# This is a document that tries keras on jupyter notebook

In [153]:
import numpy as np
import pandas as pd
import gensim
import re
from keras.models import Sequential, Model, load_model, save_model
from keras.layers import Dense
from keras.layers import LSTM, GRU, Conv1D, MaxPooling1D, Flatten
from keras.layers import GaussianNoise, BatchNormalization, Dropout
from keras.layers import Activation, merge, Input, concatenate
from keras.optimizers import Adam
from keras.regularizers import l1, l2
from keras.layers.embeddings import Embedding
from keras.preprocessing import sequence
from keras.callbacks import Callback, LambdaCallback, TensorBoard, ReduceLROnPlateau, EarlyStopping
from keras.utils import np_utils

In [118]:
def is_desired_letter(char):
    return ord(char) >= 97 and ord(char) < 123 or ord(char) >= 48 and ord(char) < 58 or ord(char) == ord(" ")
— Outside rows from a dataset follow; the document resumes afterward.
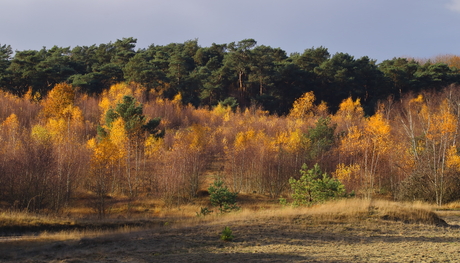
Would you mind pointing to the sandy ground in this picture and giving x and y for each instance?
(293, 239)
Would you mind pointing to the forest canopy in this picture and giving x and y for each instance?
(238, 73)
(109, 121)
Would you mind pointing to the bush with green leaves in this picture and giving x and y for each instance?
(227, 234)
(222, 197)
(204, 212)
(314, 186)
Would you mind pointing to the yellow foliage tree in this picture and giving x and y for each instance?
(303, 107)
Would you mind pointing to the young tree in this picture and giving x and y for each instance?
(314, 186)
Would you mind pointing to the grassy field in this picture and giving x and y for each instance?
(344, 231)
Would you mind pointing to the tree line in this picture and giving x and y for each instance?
(235, 74)
(130, 141)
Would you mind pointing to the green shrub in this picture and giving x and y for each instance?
(314, 186)
(227, 234)
(222, 197)
(204, 212)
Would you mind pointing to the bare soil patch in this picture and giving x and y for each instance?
(265, 236)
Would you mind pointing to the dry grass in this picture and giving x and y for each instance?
(351, 230)
(21, 219)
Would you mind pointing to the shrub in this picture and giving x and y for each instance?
(204, 212)
(227, 234)
(315, 186)
(222, 197)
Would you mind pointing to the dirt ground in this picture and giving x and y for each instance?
(269, 239)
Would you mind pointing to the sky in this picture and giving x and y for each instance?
(379, 29)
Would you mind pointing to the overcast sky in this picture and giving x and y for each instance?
(379, 29)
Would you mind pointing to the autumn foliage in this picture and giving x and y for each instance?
(148, 146)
def get_train_data(train_portion):
    # load the dataset but only keep the top n words, zero the rest
    train_data = pd.read_csv("input/kickstarter_train.csv")
    train_texts_and_results = train_data.iloc[:, [2, -1]]
    # get split point for train and test data
    split_point = int(train_portion * len(train_data))
    # do preliminary preprocessing:remove all symbols
    train_data["desc"] = [[char for char in str(text).lower() if is_desired_letter(char)] for
                          text in train_data["desc"]]
    train_data["desc"] = [''.join(text).split() for text in train_data["desc"]]
    # remove too short desc
    drop_index = []
    for i in range(len(train_data)):
        if len(train_data.iloc[i, 2]) <= 8:
            drop_index.append(i)
    train_data.drop(train_data.index[drop_index])
    # get descriptions data
    train_texts = np.array(train_data.iloc[:split_point, 2])
    test_texts = np.array(train_data.iloc[split_point:, 2])
    # get num data
    train_num = np.array(train_data.iloc[:split_point, [3, 12]])
    test_num = np.array(train_data.iloc[split_point:, [3, 12]])
    # get result data
    train_results = np.array(train_data.iloc[:split_point, -1])
    test_results = np.array(train_data.iloc[split_point:, -1])
    
    return train_texts, train_num, train_results, test_texts, test_num, test_results


def get_bad_word_portion(data):
    bad_word_num = 0.0
    all_word = 0.0
    for text in data:
        for word in text:
            all_word += 1
            if word not in all_words:
                bad_word_num += 1
    return bad_word_num / all_word


def convert_to_onehot(data, num_features):
    new_data = []
    for item in data:
        new_data.append(np_utils.to_categorical(item, num_classes=num_features))
    return np.array(new_data)

In [119]:
# get training testing data from disk
train_data_portion = 0.9
trainX_desc, trainX_num, trainY, testX_desc, testX_num, testY = get_train_data(train_data_portion)
print("data grabbed")

# convert char to int, and 
all_words = set([word for text in trainX_desc for word in text])
n_vacab = len(all_words) + 1
word_to_int = dict((word, float(i+1)) for i, word in enumerate(all_words))
trainX_desc = [[word_to_int[word] for word in text] for text in trainX_desc]
# print bad word portion for test data before tokenization
print(get_bad_word_portion(testX_desc))
testX_desc = [[word_to_int[word] for word in text if word in all_words] for text in testX_desc]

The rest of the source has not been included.